He didn’t exactly mind the white carpet, but it
would have to go. He knew nothing about interior decorating, and
even less about color. Would brown carpeting be boring? Would green
make the house look like a golf course? Would red be too garish?
Once he had the place recarpeted, should he ask the installers to
save a scrap of the carpet from the stairs to the loft as a
souvenir of the hottest sex he’d ever experienced?

In the kitchen, he found an empty wine glass on
the counter by the sink. It looked clean, but when he lifted it to
his nose, he could smell a residue of wine in it. A bowl containing
a banana, a couple of apples, and a twig of green grapes sat on the
center island. Surely if Emma and Monica had moved out, they
wouldn’t have left their fruit behind. Or a dirty glass. The last
time he’d been in this kitchen, when Emma had made him a delicious
omelet for breakfast, he’d been impressed with how tidy the place
was.

Of course she and Monica hadn’t moved out. They
had another month and a half on their lease. Monica was probably
with her boyfriend, and Emma was with…

He didn’t want to think about it.

He felt a little
like a trespasser as he moved through the airy, sunlit rooms on the
first floor.
You own this
house
, he reminded himself.
It’s yours.
Yet it felt
like Emma’s more than his. More, even, than Vanessa’s. Emma had
lived there for only a few months, but in those few months she’d
made the place her own.

He circled back to the great room and started
up the stairs to the loft. At the top, he froze.

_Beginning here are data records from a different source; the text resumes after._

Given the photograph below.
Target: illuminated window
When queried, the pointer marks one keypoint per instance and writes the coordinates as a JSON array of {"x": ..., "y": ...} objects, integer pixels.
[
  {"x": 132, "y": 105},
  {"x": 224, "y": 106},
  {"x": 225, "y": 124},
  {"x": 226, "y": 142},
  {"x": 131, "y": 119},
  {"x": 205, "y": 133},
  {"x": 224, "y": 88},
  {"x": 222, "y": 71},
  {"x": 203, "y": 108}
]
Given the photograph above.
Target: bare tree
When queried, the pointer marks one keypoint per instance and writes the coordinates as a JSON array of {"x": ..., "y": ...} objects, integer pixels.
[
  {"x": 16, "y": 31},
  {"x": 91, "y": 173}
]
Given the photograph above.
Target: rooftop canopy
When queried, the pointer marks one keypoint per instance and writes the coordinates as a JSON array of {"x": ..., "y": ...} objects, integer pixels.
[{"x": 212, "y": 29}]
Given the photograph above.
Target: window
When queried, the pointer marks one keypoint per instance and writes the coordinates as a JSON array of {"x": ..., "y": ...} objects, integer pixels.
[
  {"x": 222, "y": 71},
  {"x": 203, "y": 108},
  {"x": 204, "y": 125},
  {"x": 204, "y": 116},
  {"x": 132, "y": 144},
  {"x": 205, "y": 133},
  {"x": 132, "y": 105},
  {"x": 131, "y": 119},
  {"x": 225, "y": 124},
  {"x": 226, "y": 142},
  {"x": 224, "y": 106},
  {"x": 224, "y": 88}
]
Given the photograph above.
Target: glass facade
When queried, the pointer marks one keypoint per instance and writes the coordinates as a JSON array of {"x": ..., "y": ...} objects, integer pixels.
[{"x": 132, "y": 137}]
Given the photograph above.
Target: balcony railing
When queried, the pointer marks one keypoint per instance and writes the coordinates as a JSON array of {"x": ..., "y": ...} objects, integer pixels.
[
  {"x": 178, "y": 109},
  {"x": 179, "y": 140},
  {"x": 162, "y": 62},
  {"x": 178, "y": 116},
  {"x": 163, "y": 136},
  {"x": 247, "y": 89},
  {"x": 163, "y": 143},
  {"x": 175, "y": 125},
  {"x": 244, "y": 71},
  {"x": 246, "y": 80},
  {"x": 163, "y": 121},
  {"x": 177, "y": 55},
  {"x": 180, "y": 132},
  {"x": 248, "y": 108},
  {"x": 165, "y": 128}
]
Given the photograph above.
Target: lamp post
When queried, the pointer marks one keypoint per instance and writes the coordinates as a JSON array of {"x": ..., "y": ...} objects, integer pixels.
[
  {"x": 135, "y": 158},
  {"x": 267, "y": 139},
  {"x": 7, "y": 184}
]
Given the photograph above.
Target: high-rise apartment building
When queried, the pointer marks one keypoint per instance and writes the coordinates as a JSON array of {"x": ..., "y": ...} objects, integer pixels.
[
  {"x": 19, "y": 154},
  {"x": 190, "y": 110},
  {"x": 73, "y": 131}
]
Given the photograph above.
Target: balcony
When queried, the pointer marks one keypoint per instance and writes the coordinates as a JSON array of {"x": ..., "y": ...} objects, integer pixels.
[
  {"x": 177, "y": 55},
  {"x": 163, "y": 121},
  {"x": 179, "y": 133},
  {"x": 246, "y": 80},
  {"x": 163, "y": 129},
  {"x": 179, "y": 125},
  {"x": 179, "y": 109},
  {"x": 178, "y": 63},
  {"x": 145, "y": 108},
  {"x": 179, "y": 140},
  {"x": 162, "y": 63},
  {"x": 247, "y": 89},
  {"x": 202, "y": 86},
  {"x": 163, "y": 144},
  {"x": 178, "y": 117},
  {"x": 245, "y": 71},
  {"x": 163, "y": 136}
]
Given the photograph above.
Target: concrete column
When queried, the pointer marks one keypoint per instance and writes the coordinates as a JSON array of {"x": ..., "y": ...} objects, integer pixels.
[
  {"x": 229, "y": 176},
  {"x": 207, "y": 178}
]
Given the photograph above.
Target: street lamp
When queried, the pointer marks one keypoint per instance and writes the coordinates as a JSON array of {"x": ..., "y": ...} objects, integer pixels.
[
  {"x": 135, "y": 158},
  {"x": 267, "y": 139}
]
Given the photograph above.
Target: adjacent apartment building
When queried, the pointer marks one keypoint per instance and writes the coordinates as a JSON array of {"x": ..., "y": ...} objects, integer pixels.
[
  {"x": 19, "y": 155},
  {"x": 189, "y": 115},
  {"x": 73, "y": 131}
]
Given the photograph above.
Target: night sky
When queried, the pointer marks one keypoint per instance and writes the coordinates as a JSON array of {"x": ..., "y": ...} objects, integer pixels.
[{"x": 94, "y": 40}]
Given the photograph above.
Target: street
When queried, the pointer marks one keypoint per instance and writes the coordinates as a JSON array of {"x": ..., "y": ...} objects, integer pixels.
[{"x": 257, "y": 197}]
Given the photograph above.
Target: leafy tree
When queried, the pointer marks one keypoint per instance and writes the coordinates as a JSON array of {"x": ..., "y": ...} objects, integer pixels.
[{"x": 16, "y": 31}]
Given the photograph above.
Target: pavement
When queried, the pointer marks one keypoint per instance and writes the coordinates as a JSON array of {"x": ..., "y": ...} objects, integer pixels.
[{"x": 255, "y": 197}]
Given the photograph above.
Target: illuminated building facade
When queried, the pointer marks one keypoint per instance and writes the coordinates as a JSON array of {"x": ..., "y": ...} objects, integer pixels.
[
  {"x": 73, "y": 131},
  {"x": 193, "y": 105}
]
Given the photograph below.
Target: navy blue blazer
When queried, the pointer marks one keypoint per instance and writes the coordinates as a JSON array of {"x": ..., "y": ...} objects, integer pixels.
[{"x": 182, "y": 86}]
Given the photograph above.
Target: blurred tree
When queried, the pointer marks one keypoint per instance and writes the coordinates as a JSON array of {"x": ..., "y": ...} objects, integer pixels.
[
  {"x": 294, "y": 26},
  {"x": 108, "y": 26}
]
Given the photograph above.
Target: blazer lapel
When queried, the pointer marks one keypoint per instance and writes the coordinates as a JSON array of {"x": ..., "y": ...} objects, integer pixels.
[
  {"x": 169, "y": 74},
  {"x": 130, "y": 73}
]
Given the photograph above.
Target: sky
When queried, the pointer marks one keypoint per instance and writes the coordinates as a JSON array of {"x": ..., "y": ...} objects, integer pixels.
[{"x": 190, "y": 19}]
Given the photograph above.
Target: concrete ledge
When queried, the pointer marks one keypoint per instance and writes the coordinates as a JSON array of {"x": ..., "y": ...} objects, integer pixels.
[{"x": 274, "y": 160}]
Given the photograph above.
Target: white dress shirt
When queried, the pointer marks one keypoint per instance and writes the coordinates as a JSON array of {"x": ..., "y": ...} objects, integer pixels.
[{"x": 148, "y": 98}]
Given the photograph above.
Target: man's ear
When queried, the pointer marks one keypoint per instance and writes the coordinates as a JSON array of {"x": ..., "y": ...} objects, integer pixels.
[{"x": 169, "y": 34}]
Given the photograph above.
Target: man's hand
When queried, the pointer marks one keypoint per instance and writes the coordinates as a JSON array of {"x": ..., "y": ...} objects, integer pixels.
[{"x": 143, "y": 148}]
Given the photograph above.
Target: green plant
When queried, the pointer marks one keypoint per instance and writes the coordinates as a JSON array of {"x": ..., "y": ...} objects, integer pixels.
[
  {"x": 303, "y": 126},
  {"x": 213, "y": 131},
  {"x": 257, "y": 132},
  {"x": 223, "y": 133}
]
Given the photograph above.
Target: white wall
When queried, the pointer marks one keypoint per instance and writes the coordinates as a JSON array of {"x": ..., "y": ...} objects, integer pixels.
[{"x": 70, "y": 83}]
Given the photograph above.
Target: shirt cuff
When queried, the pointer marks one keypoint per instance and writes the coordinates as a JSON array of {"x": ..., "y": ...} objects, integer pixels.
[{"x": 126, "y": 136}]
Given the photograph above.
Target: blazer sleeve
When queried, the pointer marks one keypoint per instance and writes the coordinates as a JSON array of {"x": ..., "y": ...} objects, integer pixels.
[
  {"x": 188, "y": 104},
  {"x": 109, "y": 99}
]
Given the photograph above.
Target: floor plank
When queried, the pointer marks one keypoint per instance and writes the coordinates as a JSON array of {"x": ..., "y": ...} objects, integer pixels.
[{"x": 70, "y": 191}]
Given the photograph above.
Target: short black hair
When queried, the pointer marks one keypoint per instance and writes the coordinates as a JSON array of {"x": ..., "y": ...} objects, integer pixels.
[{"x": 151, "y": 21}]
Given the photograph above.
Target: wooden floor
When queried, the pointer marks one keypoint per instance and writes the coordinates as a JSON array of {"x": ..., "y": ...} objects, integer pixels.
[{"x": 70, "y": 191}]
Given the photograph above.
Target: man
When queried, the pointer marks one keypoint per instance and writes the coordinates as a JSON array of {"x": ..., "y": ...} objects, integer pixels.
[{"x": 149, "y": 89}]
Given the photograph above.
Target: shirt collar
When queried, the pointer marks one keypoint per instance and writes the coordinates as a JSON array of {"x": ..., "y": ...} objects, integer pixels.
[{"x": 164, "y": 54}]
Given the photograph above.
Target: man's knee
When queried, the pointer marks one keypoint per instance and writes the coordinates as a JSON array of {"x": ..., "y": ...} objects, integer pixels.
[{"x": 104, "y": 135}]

Emma lay sprawled out on the floor, her hair a
tangle of fiery red around her face, her baggy cotton sweater and
jeans spattered with paint, her feet clad in her familiar,
paint-stained canvas sneakers. A smear of paint marked her chin
like a blue scab. Her chest rose and fell in a steady rhythm. She
was sleeping.

Beside her, on an easel, was a painting of Max,
staring out at a panoramic view of the ocean. In the painting, he
might be seated on that ghastly, uncomfortable stool, which stood
exactly where it had been when he’d posed on it just twenty-four
hours ago. He might be gazing through the wall of glass at the
Atlantic Ocean at the bottom of the long, panoramic hill on which
his house stood.

His house. Emma’s home.

He scrutinized the loft. The table at the
center of the room held tubes of paint, a jar filled with several
paintbrushes in various sizes, and a plate smudged with blends of
paint—some blue, some yellow merging into a rich, dark green, the
color of the sea in the painting. Dollops of black and brown
swirled together like veins in marble, just as his hair in the
painting was black with veins of brown. Two intense blues lightened
with pale paint to create the color of his eyes.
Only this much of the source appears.